Table 5 VP, VR, FP, FR, score (higher is better) and time (lower is better) results of three different features with graph-based sequence matching method

Table 6 shows the results on each transformation pattern. We can see that our method performs well in most transformation pattern except type T3 (Tensile and add black border) and T6 (combination of disturb). It is because that the transformation T3 add black border to the original video, thus make the visual content a small partition of the feature representation, and which is difficult to recognize.

Table 6 VP, VR, FP, FR and score (higher is better) results of the proposed approach on different transformation patterns

We show video copy detection results on a single video in Fig. 5. The length of the reference video is 130 s, and the copy video is transformed from reference video (10–40 s) by means of inserting. The dash lines indicate the ground truth location between reference video and copy video. We can see that the video copy detection by the CNN-Graph method is relatively accurate. It detected all keyframes in reference video. The SIFT-Graph method is inferior to CNN-Graph method for the video fragments are misclassified. The copy detection result of SURF-Graph is bad.

Fig. 5
figure 5

Comparison of video copy detection results are represented in color bar form. The results of CNN-Graph, SIFT-Graph and SURF-Graph

Obviously, the CNN feature has a more compact and informative representation, and the deep CNN features with graph-based sequence matching algorithm shows the leading performance according to the results. Meanwhile, the CNN feature can still describe the copy video keyframe with sufficient accuracy.
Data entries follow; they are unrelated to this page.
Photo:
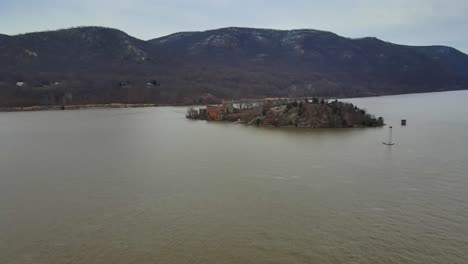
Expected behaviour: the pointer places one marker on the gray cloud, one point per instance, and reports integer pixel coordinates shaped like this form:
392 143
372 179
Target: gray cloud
417 22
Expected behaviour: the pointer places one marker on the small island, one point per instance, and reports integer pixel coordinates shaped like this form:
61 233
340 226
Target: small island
305 113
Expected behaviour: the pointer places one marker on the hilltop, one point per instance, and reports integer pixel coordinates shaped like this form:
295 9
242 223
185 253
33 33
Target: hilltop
88 65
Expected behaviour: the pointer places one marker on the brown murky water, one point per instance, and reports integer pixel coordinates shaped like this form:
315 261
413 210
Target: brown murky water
149 186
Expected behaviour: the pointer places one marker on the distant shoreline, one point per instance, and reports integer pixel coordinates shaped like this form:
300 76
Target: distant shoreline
73 107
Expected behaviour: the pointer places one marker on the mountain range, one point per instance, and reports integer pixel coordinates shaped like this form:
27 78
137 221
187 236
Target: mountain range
103 65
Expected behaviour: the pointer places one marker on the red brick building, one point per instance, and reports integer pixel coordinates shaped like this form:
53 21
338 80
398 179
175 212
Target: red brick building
216 112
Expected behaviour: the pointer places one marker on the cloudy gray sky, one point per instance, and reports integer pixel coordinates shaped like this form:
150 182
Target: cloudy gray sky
415 22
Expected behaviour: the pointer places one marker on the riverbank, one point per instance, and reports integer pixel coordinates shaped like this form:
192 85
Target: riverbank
313 113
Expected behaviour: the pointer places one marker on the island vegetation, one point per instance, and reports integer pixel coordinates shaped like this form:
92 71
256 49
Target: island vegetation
307 113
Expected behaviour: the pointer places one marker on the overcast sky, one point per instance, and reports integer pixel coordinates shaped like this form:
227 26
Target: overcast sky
414 22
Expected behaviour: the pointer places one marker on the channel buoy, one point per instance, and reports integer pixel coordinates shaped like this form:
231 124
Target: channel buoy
389 141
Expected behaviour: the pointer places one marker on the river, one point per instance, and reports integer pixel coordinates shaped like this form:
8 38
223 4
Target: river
146 185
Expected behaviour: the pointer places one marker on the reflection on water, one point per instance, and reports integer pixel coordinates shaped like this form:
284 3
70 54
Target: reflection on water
149 186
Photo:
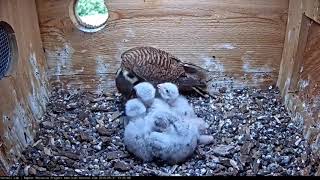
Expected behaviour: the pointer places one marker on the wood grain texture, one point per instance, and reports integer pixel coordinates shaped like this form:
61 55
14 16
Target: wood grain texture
309 79
298 76
23 92
243 36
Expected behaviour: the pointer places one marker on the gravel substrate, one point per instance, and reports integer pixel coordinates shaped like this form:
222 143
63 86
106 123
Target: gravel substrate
254 135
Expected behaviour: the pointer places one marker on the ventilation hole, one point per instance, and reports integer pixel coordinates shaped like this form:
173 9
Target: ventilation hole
89 15
5 51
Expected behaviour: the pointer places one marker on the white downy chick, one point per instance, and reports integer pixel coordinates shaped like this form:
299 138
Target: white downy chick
146 92
136 131
176 142
134 109
178 103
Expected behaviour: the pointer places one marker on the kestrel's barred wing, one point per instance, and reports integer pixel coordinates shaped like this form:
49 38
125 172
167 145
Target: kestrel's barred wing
157 66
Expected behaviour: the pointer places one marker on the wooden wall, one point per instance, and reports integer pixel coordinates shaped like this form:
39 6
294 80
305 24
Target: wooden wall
240 41
23 92
299 78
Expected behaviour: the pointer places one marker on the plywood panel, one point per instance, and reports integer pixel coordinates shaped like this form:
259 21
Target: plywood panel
243 36
23 93
299 73
309 79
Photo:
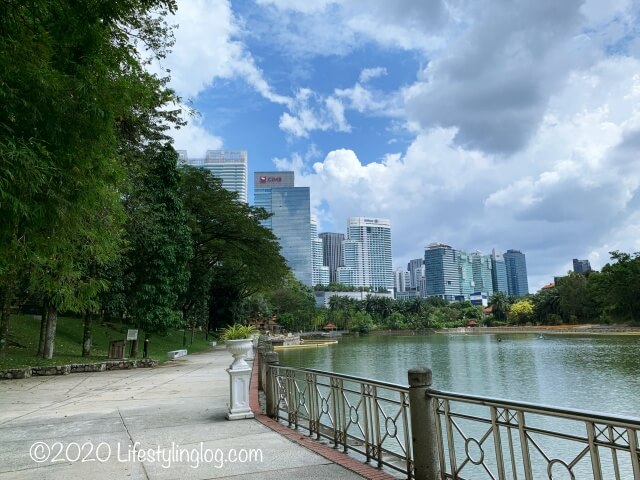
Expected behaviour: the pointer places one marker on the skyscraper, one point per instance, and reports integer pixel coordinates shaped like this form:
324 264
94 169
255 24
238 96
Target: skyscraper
291 219
482 272
319 272
416 270
375 236
498 273
332 252
516 264
228 165
442 271
465 267
352 272
367 254
581 266
401 280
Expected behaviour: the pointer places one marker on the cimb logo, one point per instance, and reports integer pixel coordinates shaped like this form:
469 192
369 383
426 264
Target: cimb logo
270 179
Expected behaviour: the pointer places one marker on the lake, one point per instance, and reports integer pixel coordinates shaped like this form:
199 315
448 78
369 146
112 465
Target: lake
591 372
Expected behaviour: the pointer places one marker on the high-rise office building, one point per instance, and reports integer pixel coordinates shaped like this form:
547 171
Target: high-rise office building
442 271
482 273
401 280
498 273
416 271
353 271
228 165
465 267
319 272
332 252
375 236
516 264
291 219
581 266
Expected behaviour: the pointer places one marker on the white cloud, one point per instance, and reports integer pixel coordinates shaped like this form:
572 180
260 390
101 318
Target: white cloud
309 112
369 73
195 138
208 48
572 192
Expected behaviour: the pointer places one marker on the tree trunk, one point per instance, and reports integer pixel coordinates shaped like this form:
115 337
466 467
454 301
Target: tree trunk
5 313
50 338
86 336
43 327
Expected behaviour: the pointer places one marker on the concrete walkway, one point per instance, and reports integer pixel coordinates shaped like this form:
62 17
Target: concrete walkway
162 423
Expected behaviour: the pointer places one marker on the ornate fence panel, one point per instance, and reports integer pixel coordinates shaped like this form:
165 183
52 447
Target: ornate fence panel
367 417
477 438
485 438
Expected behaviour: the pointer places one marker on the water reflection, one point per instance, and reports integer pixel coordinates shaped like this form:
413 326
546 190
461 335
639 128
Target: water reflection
589 372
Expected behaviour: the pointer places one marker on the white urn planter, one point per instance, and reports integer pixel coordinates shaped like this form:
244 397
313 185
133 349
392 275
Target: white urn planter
239 378
239 349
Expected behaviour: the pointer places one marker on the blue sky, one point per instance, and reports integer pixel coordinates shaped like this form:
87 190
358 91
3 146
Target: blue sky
482 124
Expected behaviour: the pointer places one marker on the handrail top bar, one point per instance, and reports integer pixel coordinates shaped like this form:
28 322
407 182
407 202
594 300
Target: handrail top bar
538 408
633 422
378 383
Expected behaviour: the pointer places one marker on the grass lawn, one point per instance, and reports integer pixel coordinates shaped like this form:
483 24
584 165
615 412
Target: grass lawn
24 332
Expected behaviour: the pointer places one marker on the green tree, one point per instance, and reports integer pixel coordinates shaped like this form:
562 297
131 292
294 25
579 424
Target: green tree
296 299
360 322
574 302
521 312
546 305
499 306
70 73
159 242
225 230
616 287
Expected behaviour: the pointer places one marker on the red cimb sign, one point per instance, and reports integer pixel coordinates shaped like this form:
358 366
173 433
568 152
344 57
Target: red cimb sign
270 179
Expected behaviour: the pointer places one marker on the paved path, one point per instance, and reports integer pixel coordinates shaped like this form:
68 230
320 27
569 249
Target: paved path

On the contrary, the SIFT and SURF features cannot be well modeled with graph-based sequence matching algorithm, which leads to a poor performance. The representation metrics of keyframes is the key to the success of the proposed method. From above all, we can conclude that the desirable results are mainly due to the capability and the generalization capability of the deep CNN features.

5 Conclusion

In this paper, we presented a novel deep CNN feature approach to the content-based video copy detection using visual information. We used deep CNN features to describe video visual content. Accordingly, we developed a deep CNN feature based keyframe retrieval algorithm to exhaustively search the video copy candidates. What’s more, a graph-based sequence matching method is employed to cope with copy video detection and localization. The extensive experiments demonstrated the effectiveness of our proposed video copy detection framework. Moreover, deep learning features perform better than SIFT, SURF handcrafted features, which shows a promising research direction for copy video detection. However, the method proposed in this paper doesn’t work well for all types of transformation. For example, the proposed method may not perform such well on the transform type T3 and T6. In the future, significant efforts will be devoted into training better networks specifically for the copy detection problem, as well as improving the robustness of features on complex transformations.